Colin Simpson wrote:

,when the service is stopped I get a "Stale NFS file handle" from
mounted filesystems accessing the NFS mount point at those times. i.e.
if I have a copy going I get on the service being disabled:

That's normal if a NFS server mount is unexported or nfsd shuts down.

It _should_ (but doesn't always) clear when NFS resumes.

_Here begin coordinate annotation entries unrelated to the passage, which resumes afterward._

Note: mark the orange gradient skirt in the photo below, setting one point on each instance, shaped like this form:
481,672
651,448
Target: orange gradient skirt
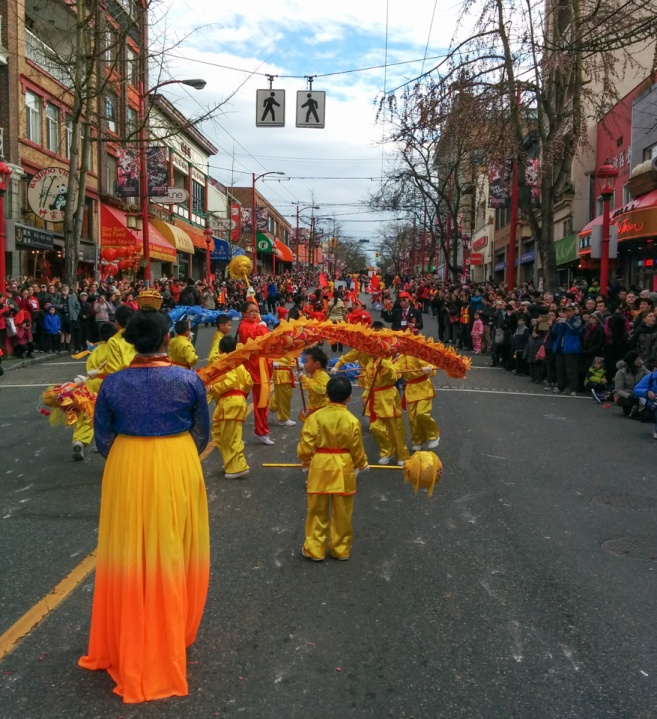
153,566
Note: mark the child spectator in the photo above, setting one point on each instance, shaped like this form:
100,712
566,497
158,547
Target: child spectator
331,447
596,381
477,332
53,325
23,344
519,342
630,371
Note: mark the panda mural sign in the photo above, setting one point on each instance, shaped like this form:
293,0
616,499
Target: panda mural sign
47,194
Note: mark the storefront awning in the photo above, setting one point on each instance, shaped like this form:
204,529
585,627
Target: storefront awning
283,252
115,233
566,249
174,235
264,244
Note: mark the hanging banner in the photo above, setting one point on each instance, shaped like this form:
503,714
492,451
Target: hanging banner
533,180
263,219
304,235
127,172
499,182
235,217
157,162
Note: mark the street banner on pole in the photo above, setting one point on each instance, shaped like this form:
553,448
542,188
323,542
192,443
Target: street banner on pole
311,109
270,108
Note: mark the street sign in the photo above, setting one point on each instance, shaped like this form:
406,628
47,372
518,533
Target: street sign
220,224
174,196
270,108
311,109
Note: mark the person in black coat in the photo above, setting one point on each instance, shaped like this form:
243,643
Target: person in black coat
405,316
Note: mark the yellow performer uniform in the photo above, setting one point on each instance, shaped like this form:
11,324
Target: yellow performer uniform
84,427
418,398
316,388
331,445
354,356
383,407
230,394
181,352
214,347
119,354
281,399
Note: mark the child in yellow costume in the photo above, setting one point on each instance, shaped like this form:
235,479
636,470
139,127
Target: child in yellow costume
281,399
230,394
317,379
383,407
331,446
223,323
354,356
119,352
83,433
418,397
181,350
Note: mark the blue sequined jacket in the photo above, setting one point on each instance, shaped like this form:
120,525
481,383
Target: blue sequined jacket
143,401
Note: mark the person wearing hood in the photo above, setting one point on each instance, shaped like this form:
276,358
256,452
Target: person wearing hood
629,372
644,340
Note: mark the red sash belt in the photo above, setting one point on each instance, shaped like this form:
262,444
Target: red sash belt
291,371
233,393
413,381
371,399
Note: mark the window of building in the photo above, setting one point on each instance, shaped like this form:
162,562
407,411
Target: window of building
198,197
131,67
111,102
110,177
33,117
132,123
68,137
650,152
52,128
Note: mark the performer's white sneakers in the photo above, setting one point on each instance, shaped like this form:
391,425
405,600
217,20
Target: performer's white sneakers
78,451
287,423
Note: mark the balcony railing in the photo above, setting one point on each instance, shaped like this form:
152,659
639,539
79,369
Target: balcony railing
44,56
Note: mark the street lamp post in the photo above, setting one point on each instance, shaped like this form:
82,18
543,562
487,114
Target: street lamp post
254,222
208,242
197,84
5,175
606,175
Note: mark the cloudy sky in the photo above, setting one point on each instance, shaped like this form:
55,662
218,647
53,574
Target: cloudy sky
299,37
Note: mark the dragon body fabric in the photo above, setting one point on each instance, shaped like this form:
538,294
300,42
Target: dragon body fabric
290,339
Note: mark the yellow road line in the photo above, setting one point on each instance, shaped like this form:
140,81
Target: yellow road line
33,616
11,638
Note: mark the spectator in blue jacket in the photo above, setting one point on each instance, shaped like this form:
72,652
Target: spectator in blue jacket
566,348
52,325
647,390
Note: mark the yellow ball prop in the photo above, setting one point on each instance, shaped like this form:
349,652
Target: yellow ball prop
240,268
423,469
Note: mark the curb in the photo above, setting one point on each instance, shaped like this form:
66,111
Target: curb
35,360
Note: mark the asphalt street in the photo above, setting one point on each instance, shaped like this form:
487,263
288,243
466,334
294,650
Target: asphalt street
494,599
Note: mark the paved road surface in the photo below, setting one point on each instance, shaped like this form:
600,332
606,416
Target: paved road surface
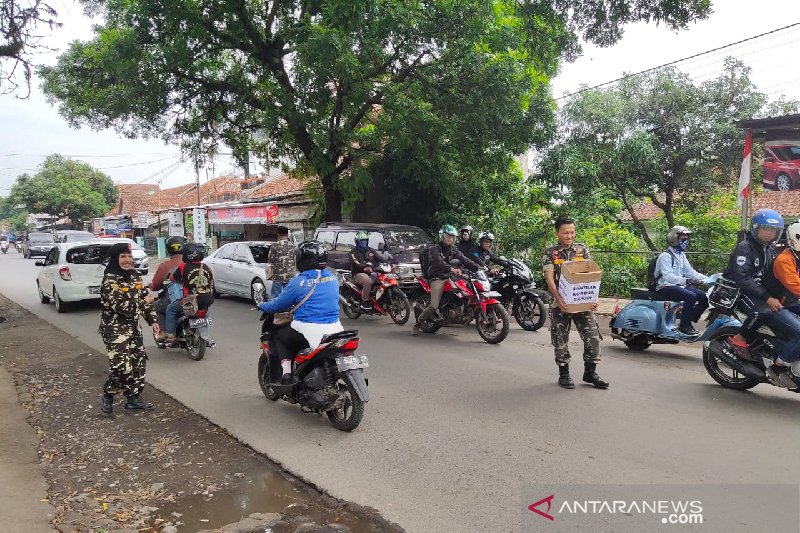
456,429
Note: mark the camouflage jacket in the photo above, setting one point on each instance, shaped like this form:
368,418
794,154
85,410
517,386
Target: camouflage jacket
122,304
556,255
281,257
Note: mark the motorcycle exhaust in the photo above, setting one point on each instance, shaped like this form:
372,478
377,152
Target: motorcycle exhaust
748,369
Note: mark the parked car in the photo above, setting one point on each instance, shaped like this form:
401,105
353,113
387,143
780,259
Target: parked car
403,242
74,236
782,167
71,272
239,269
37,244
140,260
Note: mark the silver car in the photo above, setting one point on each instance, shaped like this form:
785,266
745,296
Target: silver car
239,269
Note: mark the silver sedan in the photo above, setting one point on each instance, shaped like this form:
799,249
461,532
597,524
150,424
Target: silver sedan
239,269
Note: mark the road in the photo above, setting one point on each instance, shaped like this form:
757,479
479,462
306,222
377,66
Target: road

The only way around this is to define an IP for the NFS service/export pair and make the IP the final dependency in the service (ie, the IP is the last thing to come up and first thing to go down):

<service autostart="1" domain="msslap-pref" name="MSSLAU-X41" recovery="restart">
                        <clusterfs ref="/stage/peace12">
                                <nfsexport ref="msslau-x41-exports">
<nfsclient ref="/stage/peace12-- alphac"> <nfsclient ref="/stage/peace12--127/8"> <nfsclient ref="/stage/peace12-- linuxt">

<nfsclient ref="/stage/peace12-- plasmawriter">

 <nfsclient ref="/stage/peace12-- webserver">

         <ip ref=""/>



The above format of cluster.conf having the "ip ref" contain the rest of
the things is as per the "Deploying Highly Available NFS on Red Hat
Enterprise Linux 6" document.

But if I don't enclose the nfs and fs things in the ip, the clients hang
until the services restart i.e

Which is normal NFS client behaviour. (Cluster sends out a bunch of gratuitous ARPs when the services change host in order to have the IP/arp pair updated more quickly.)

BTW Is it best practice to use one nfsexport per nfsclient or is one
nfsexport resource enough cluster wide?

"It depends"

If all NFS will come off one host then one resource is enough.

If NFS might run off several hosts then you'll need one resource per export.

Why is there a behaviour disparity? Which is correct?

They're both correct - and both wrong. :)

Question 2: I have the old case on either of the above where I can't
unmount the exported file system when I stop the service (so I can't
migrate it). Not unless I halt the file server hosting the file share or
force fence it. I just get the old:

# umount /mnt/home
umount: /mnt/home: device is busy.
        (In some cases useful info about processes that use
         the device is found by lsof(8) or fuser(1))

On client side, umount -l will help in these cases.

on server side, restarting the nfslock service is usually sufficent to get umount to work (It's safe, clients are told to reacquire their locks)

Of course nothing is shown in lsof or fuser. This is annoying for a
number of reasons. One is that I can't readily perform basic load
balancing by migrating NFS services to their correct nodes (as I can't
migrate a service without halting a node).

What's your backend? GFS?

But more seriously I can't easily shut the cluster down cleanly when
told to by a UPS on power outage. Shutting down the node will be unable
to be performed cleanly as a resource is open (so will be liable to

If the filesystem is GFS, fencing is about the only reliable way of leaving the cluster.

However: if you shut down nfsd _and_ nfslock, you should be able to unmount the FSes cleanly.